Grit Begone: How to Optimize Your Clinic’s DED Practices

Every optometrist has their own techniques that they use in their practice, taking from years of education, training, and practical experience to develop the fundamental skills they first learned. That’s how improvements are discovered, after all — novel techniques and technological innovations, among others, that can advance the treatment of a wide variety of diseases.

When it comes to dry eye disease (DED), the search is always on to optimize treatment. And we recently discovered one idea best summed up by a patient named Roy Orbison…

“Crying, crying, crying, it’s hard to understand, that the touch of your hand, can start me crying…”

Now, unless we’ve completely misunderstood Mr. Orbison’s point here, he’s describing how his optometrist was able to alleviate his terrible DED by merely touching him with his hand. This remarkable new technique could be of significant value to optometrists if they can replicate what we’d like to call the Orbison technique. We are entirely certain that we have not confused this song with anything else.

But just in case we have… it’s worth considering how some of optometry’s leading minds are adapting their clinics to better meet the growing demand for DED.

Worldwide, symptomatic cases of the disease are estimated to reach 9.12% of the total population, and it is particularly prevalent in Africa, with other regions expected to experience growth in tandem with aging populations. Onset usually begins after the fifth decade of life and is roughly as common in women as in men.1

This year, if you’re planning to start optimize your clinic’s DED practices, here are a few pointers that might help.

1. Start with a basic DED checklist

The British National Health Service (NHS) has built up a considerable amount of experience in treating DED. One of its local clinical commissioning groups in West Sussex, located just south of London, created a DED treatment guide that can help clinicians prepare and optimize their clinic for this disease.

The group’s DED checklist starts with the basics, such as limiting the use of contact lenses if these cause irritation, taking regular breaks for using electronic devices with screens, and stopping medication that exacerbates dry eyes (including antihistamines, tricyclic antidepressants, diuretics, and beta blockers).

2. Work closely with ophthalmologists

The guide also recommends a number of practices related to more advanced DED cases and lays out how an optometrist can reorganize their clinic practices accordingly.

For example, the document recommends trialing a product for four to eight weeks to determine its effectiveness before trying out another when severe cases are suspected. When red flag symptoms and pre-existing conditions appear, such as one eye being affected much more than the other, additional dry mouth, and other mucosal tissue, as well as systemic conditions such as allergy, connective tissue disorders or cancer treatment, etc. — then the guide recommends referring to and working with an ophthalmologist.2

3. Establish effective communication with patients

Dr. Mark Schaeffer, an American optometrist who works as the clinical field manager at MyEyeDr in Birmingham, Alabama, has dedicated a considerable portion of his career to DED and has published a number of articles and research papers on finding the correct protocols for treating patients with the condition.

One of the key factors Dr. Schaeffer emphasizes repeatedly in his writings is the importance of establishing good communication with patients.

In one article, How to Present Dry Eye Therapies to Patients, Dr. Schaeffer recommends using pre-prepared scripts when communicating with patients, as this helps to balance the impact of high patient volume. He also recommends role-playing sessions where staff alternates playing patients and clinicians as it’s a good way to understand the patient’s perspective.

Other planning points Dr. Schaeffer emphasizes include detailed treatment planning, sharing experience and patient progress reports, and crucially for the American audience, explaining out-of-pocket expenses in detail.3

4. Consider acting and financing

This advice works particularly well in countries that, like the United Kingdom, have a comprehensive state-funded medical system. This covers most countries in Europe as well as many in Asia.

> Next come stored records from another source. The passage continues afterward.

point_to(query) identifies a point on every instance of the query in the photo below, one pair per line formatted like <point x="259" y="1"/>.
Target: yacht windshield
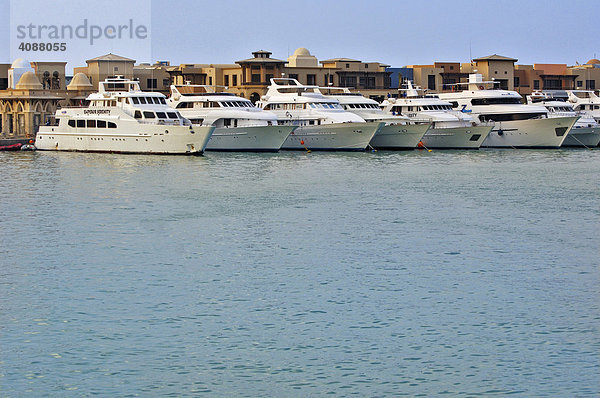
<point x="325" y="105"/>
<point x="496" y="101"/>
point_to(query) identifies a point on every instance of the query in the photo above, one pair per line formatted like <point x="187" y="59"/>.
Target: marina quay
<point x="264" y="103"/>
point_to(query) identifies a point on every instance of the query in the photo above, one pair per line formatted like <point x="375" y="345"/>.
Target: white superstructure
<point x="450" y="129"/>
<point x="239" y="125"/>
<point x="397" y="133"/>
<point x="322" y="122"/>
<point x="585" y="132"/>
<point x="122" y="118"/>
<point x="516" y="125"/>
<point x="585" y="101"/>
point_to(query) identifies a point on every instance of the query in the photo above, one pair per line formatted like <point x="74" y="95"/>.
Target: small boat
<point x="13" y="147"/>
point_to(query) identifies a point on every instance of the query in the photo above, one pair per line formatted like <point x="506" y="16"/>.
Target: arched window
<point x="55" y="81"/>
<point x="46" y="81"/>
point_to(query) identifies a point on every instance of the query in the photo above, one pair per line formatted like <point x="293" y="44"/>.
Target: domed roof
<point x="79" y="82"/>
<point x="29" y="81"/>
<point x="302" y="52"/>
<point x="20" y="63"/>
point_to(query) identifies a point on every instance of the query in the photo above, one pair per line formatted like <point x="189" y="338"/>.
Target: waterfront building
<point x="257" y="73"/>
<point x="153" y="77"/>
<point x="33" y="93"/>
<point x="4" y="76"/>
<point x="100" y="68"/>
<point x="222" y="75"/>
<point x="525" y="79"/>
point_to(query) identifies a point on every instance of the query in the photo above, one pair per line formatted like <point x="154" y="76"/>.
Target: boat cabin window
<point x="505" y="117"/>
<point x="324" y="105"/>
<point x="496" y="101"/>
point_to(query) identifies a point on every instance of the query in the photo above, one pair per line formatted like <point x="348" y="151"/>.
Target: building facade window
<point x="590" y="84"/>
<point x="552" y="84"/>
<point x="348" y="81"/>
<point x="431" y="82"/>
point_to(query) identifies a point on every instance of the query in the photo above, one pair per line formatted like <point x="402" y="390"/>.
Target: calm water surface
<point x="292" y="274"/>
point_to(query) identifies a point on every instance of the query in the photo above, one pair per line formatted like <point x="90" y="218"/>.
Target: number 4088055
<point x="42" y="46"/>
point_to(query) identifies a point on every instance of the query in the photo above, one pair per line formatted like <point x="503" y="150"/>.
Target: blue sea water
<point x="466" y="273"/>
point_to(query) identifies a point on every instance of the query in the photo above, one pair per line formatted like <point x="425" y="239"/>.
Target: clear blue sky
<point x="393" y="32"/>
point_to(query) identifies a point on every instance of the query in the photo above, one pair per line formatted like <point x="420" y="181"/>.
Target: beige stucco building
<point x="28" y="103"/>
<point x="444" y="76"/>
<point x="109" y="65"/>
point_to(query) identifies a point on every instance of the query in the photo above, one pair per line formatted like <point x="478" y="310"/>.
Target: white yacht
<point x="398" y="133"/>
<point x="322" y="122"/>
<point x="585" y="101"/>
<point x="516" y="125"/>
<point x="122" y="118"/>
<point x="585" y="132"/>
<point x="239" y="125"/>
<point x="450" y="129"/>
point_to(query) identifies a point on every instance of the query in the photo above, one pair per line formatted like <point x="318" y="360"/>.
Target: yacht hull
<point x="533" y="133"/>
<point x="582" y="137"/>
<point x="249" y="139"/>
<point x="470" y="137"/>
<point x="333" y="137"/>
<point x="398" y="136"/>
<point x="147" y="139"/>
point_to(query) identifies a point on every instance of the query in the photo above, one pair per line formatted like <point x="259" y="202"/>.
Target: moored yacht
<point x="239" y="125"/>
<point x="585" y="132"/>
<point x="450" y="129"/>
<point x="322" y="123"/>
<point x="516" y="125"/>
<point x="399" y="132"/>
<point x="585" y="101"/>
<point x="122" y="118"/>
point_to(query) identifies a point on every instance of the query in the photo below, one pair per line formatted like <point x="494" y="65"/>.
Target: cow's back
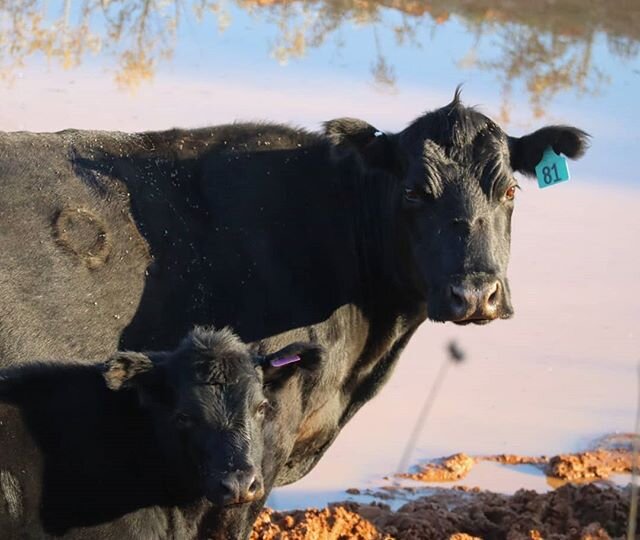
<point x="73" y="263"/>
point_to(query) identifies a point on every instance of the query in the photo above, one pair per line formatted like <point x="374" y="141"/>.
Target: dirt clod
<point x="445" y="470"/>
<point x="572" y="512"/>
<point x="589" y="465"/>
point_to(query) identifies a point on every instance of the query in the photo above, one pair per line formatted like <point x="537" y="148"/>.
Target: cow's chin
<point x="473" y="321"/>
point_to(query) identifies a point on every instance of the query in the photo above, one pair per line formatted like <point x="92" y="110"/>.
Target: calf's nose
<point x="241" y="486"/>
<point x="475" y="303"/>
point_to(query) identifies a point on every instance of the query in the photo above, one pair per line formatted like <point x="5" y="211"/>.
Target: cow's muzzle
<point x="478" y="301"/>
<point x="237" y="487"/>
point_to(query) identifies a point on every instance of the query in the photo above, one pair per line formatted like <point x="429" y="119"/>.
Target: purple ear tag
<point x="279" y="362"/>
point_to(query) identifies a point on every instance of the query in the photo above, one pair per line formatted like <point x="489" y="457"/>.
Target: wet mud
<point x="572" y="512"/>
<point x="610" y="455"/>
<point x="584" y="505"/>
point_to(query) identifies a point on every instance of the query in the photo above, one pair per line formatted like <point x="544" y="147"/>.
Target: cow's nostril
<point x="254" y="486"/>
<point x="458" y="300"/>
<point x="494" y="295"/>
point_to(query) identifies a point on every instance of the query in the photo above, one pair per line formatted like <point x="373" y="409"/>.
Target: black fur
<point x="137" y="447"/>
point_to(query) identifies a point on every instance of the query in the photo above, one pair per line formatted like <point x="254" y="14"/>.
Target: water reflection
<point x="548" y="46"/>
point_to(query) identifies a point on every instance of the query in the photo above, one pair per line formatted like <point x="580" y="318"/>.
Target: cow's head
<point x="453" y="193"/>
<point x="207" y="403"/>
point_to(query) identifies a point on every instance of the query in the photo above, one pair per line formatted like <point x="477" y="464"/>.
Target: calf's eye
<point x="411" y="195"/>
<point x="262" y="408"/>
<point x="183" y="420"/>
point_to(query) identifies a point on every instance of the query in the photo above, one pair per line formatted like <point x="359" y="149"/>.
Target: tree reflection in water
<point x="547" y="45"/>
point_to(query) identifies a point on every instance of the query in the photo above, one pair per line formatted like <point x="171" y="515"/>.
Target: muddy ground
<point x="586" y="510"/>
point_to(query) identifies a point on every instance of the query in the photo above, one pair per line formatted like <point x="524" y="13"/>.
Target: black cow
<point x="169" y="455"/>
<point x="350" y="238"/>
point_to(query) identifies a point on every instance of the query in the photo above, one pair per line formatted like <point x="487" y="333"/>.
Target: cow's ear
<point x="352" y="137"/>
<point x="526" y="152"/>
<point x="280" y="365"/>
<point x="124" y="369"/>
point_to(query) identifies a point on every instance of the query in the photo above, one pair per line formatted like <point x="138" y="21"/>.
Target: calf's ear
<point x="121" y="370"/>
<point x="277" y="367"/>
<point x="373" y="148"/>
<point x="526" y="152"/>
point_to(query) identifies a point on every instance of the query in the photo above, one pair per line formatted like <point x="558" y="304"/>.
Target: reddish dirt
<point x="333" y="523"/>
<point x="583" y="512"/>
<point x="444" y="470"/>
<point x="613" y="456"/>
<point x="589" y="465"/>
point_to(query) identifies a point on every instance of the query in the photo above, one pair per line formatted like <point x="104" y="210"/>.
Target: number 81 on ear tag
<point x="552" y="169"/>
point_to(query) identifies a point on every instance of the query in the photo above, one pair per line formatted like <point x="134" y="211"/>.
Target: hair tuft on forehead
<point x="217" y="355"/>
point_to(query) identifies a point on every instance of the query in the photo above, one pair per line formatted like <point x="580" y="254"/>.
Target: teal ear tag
<point x="552" y="169"/>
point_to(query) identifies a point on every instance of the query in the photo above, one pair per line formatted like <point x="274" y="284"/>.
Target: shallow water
<point x="562" y="372"/>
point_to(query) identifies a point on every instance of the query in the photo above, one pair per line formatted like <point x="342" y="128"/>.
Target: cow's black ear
<point x="121" y="370"/>
<point x="277" y="367"/>
<point x="526" y="152"/>
<point x="373" y="148"/>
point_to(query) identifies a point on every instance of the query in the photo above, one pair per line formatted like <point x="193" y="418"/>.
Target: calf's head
<point x="208" y="407"/>
<point x="452" y="195"/>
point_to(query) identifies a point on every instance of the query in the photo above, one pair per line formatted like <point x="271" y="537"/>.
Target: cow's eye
<point x="262" y="408"/>
<point x="183" y="420"/>
<point x="411" y="195"/>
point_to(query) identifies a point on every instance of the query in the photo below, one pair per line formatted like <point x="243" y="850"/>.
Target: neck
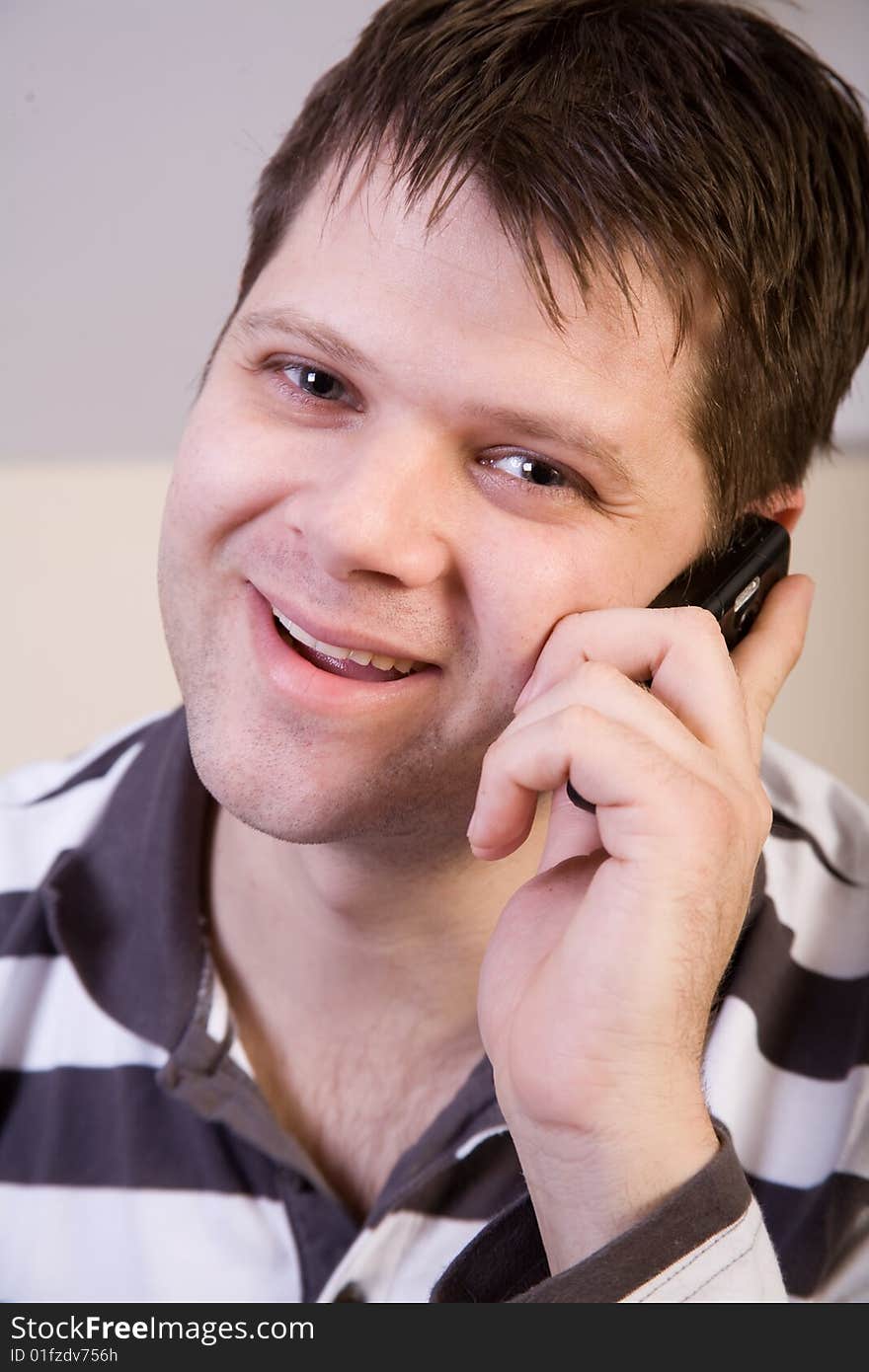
<point x="353" y="938"/>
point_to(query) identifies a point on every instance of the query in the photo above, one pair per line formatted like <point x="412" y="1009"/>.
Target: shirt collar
<point x="126" y="904"/>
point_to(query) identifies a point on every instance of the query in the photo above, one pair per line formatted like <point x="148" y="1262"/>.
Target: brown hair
<point x="689" y="133"/>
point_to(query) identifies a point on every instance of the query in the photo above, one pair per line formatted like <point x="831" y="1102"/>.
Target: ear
<point x="784" y="505"/>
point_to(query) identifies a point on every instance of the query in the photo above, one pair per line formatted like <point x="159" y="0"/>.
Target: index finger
<point x="770" y="650"/>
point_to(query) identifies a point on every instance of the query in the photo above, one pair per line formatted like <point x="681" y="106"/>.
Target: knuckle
<point x="697" y="620"/>
<point x="593" y="674"/>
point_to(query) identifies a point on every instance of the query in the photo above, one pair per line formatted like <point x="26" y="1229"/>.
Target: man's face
<point x="387" y="495"/>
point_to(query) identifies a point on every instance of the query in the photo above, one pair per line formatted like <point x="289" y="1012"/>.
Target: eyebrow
<point x="563" y="431"/>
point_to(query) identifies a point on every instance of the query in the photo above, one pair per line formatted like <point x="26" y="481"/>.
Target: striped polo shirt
<point x="139" y="1160"/>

However, how can optometrists best meet patient demand for DED treatment in countries with an entirely private healthcare system, such as the United States? In this country, many individuals go without health insurance entirely, and those who do have a policy often find that it doesn’t extend to ocular conditions like DED.

The issue of payment for treatment is a difficult one for many patients in countries with privatized healthcare like the US, and Dr. Schaeffer recommends giving the patient time and resources to decide on these services.

However, a point that needs to be emphasized during this process is that clinicians should avoid saying DED is ‘cured or healed,’ and should make it clear that the disease is a continuum from no signs or symptoms to a severe disease state.

The goal of treatment is to move closer and closer to the “normal” side, which takes time and financial input. So consider offering a number of financing options for your patients that will last the full duration of the treatment.3


  1. Papas EB. The Global Prevalence of Dry Eye Disease: A Bayesian View. Ophthalmic Physiol Opt. 2021;41(6):1254-1266.
  2. West Sussex Clinical Commissioning Group. Dry Eye Treatment Guideline. Available at Accessed on December 29, 2022.
  3. How to Present Dry Eye Therapies to Patients. Building Your Dry Eye Center of Excellence. Available at: Accessed on December 29, 2022.